NOTES
Pierron se prononce plus nettement sur cette tradition de l'apologétique chrétienne; il conclut ainsi sa présentation de Prométhée enchaîné: « On a beaucoup écrit et beaucoup déraisonné à propos de la prophétie de Prométhée sur la chute de Jupiter. Il est insensé de prendre Eschyle pour un des hérauts qui ont annoncé la venue du Messie. La prophétie prétendue n'était pas même une énigme pour les spectateurs athéniens. Tous savaient, en entendant Prométhée, à quoi faisaient allusion ses paroles. D'ailleurs le poëte lui-même donnait, dans le Prométhée délivré, une complète explication de ce qui n'est obscur que pour notre ignorance. Il n'avait fait rien que de fort simple: mettre en oeuvre une des mille traditions de la mythologie sur les amours de Jupiter. Il y avait longtemps, au siècle d'Eschyle, que les événements annoncés par Prométhée s'étaient accomplis; et Eschyle a prédit l'avenir, comme tous les poëtes depuis Homère, quand l'avenir était devenu le passé.» (ouvrage cité, p. 4)
Il n'empêche que le Prométhée enchaîné déroule un singulier procès fait par le héros bienfaiteur de l'humanité à Dieu, faux ou vrai, nommé Zeus ou Jupiter, et que la pièce retentit d'un bout à l'autre de l'annonce répétée de la fin de son règne.

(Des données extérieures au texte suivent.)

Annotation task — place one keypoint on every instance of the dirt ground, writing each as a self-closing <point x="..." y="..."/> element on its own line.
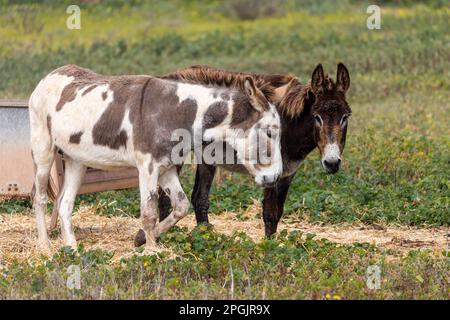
<point x="18" y="233"/>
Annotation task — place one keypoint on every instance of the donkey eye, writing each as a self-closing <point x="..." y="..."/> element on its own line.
<point x="318" y="120"/>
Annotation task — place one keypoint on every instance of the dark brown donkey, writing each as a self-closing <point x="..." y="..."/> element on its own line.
<point x="312" y="115"/>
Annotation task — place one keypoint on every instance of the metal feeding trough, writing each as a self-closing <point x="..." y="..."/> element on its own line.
<point x="16" y="165"/>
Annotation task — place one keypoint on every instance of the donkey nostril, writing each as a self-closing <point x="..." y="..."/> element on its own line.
<point x="333" y="165"/>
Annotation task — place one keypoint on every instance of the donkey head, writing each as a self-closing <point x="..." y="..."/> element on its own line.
<point x="331" y="112"/>
<point x="258" y="144"/>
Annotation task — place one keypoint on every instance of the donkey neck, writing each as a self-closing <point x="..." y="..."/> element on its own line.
<point x="297" y="139"/>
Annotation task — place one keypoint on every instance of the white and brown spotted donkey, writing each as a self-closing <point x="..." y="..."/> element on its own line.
<point x="111" y="122"/>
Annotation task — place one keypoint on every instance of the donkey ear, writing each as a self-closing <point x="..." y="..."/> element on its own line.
<point x="317" y="79"/>
<point x="249" y="86"/>
<point x="342" y="78"/>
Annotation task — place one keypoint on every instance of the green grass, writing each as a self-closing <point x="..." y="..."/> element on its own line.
<point x="211" y="265"/>
<point x="396" y="163"/>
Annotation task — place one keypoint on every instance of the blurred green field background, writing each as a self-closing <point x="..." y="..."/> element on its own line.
<point x="397" y="157"/>
<point x="396" y="163"/>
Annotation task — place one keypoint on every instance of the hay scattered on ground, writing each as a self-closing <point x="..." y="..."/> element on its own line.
<point x="18" y="233"/>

La lecture du mythe de Prométhée et plus particulièrement de la tragédie d'Eschyle comme prophétique de la venue du Christ était dans l'air du temps, mais il n'est pas exclu que Hugo en ait été plus précisément informé par E. Quinet, auteur d'un Prométhée (Paris, 1838), malheureusement en vers, dont la préface explique longuement, Pères de l'Eglise à l'appui, cette anticipation prométhéenne du christianisme.